Uma das vantagens dos debates entre os candidatos presidenciais nesta reta final das eleições, possivelmente a maior, é que o ex-presidente Lula se vê enfim obrigado a falar em público de corrupção. Lula foge desse assunto, há anos, como o diabo da cruz. Se dependesse dele, a palavra “corrupção” não existiria nos dicionários da língua portuguesa; com certeza é um tema que ele quer eliminar de toda e qualquer discussão política neste país. Seu sonho, nesta campanha, seria passar o tempo propondo criar o Ministério do Sorriso, fazer um Brasil “feliz” e prometer que os pobres vão viajar de avião – além, é claro, de socar dinheiro público nas estatais, encher outra vez de funcionários a máquina estatal e conduzir a todos nós para o “socialismo”. É como se corrupção fosse um fenômeno que nunca existiu no Brasil, como os terremotos e as tempestades de neve; um negócio que não faz parte das preocupações de ninguém e, portanto, não tem o menor interesse para o público.
Não falar nunca mais em corrupção? É um projeto de realização difícil. Lula não fala, mas os outros falam – e como poderiam não falar, com tudo o que aconteceu no país e que não pode ser apagado da realidade? O TSE, em cumprimento a suas exigências, pode proibir que se toque na questão, mas isso não resolve realmente as coisas para o candidato do PT; quando chega o debate na televisão, nem o ministro Alexandre de Moraes consegue impedir que se fale na roubalheira frenética dos quase catorze anos de governo de Lula e Dilma – o período em que mais se roubou dinheiro público nos 522 anos de história do Brasil. Fazer o que? É impossível mudar o fato básico de que Lula foi condenado pelos crimes de corrupção passiva e lavagem de dinheiro, em três instâncias e por nove juízes diferentes. É impossível pretender que diretores da Petrobras e empreiteiros de obras públicas não confessaram em juízo os seus crimes e devolveram montanhas de dinheiro roubado. É impossível ignorar que os corruptos delataram publicamente uns aos outros – ou que houve na Justiça uma Operação Lava Jato, e que até ministros do STF, esses mesmos que hoje são os militantes mais excitados da candidatura de Lula, disseram na época que em sua passagem pela presidência o Brasil foi saqueado por uma ”cleptocracia” e governado por uma “organização criminosa”.

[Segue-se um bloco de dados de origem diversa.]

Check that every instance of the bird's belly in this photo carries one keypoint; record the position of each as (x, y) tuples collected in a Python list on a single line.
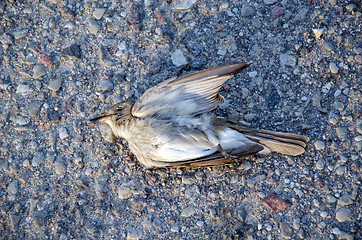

Não podendo mais fingir que a corrupção nunca existiu, Lula também não tem conseguido se defender com um mínimo de respostas plausíveis. Como seria possível, na verdade, explicar o que não tem explicação? Ele tenta passar adiante, basicamente, a história de que foi “absolvido” pelo Supremo. Não dá certo. Em primeiro lugar, dizer que esse STF que está aí ficou a seu favor não é recomendação de boa conduta para ninguém – ao contrário. Além disso, é mentira que tenha sido “absolvido” na justiça, pois não recebeu absolvição nenhuma. O STF decidiu de repente que todas as suas condenações não valiam mais, só isso; não falou uma sílaba sobre suas culpas, ou sobre provas, ou sobre nada. Lula diz também que foi “absolvido na ONU” – o que é um disparate cômico, quando se leva em conta que a ONU não é uma vara de justiça, e não absolve e nem condena ninguém. No resto do tempo, limita-se a fazer uns esforços moles, confusos, que não convencem ninguém, para acusar o seu adversário – “rachadinhas”, compras de imóveis em “moeda corrente” e outras bobagens. Tem sido uma resposta ruim. O mundo ideal de Lula é o da “entrevista” que deu à Rede Globo, onde o apresentador já abriu os trabalhos dizendo que ele “não deve nada à justiça” – um insulto rasteiro aos fatos, já que, não tendo sido absolvido de nada, é devedor de tudo. Mas esse ambiente não se reproduziu mais ao longo da campanha. Para desgosto de Lula, corrupção é um assunto que vai estar aí até o fim.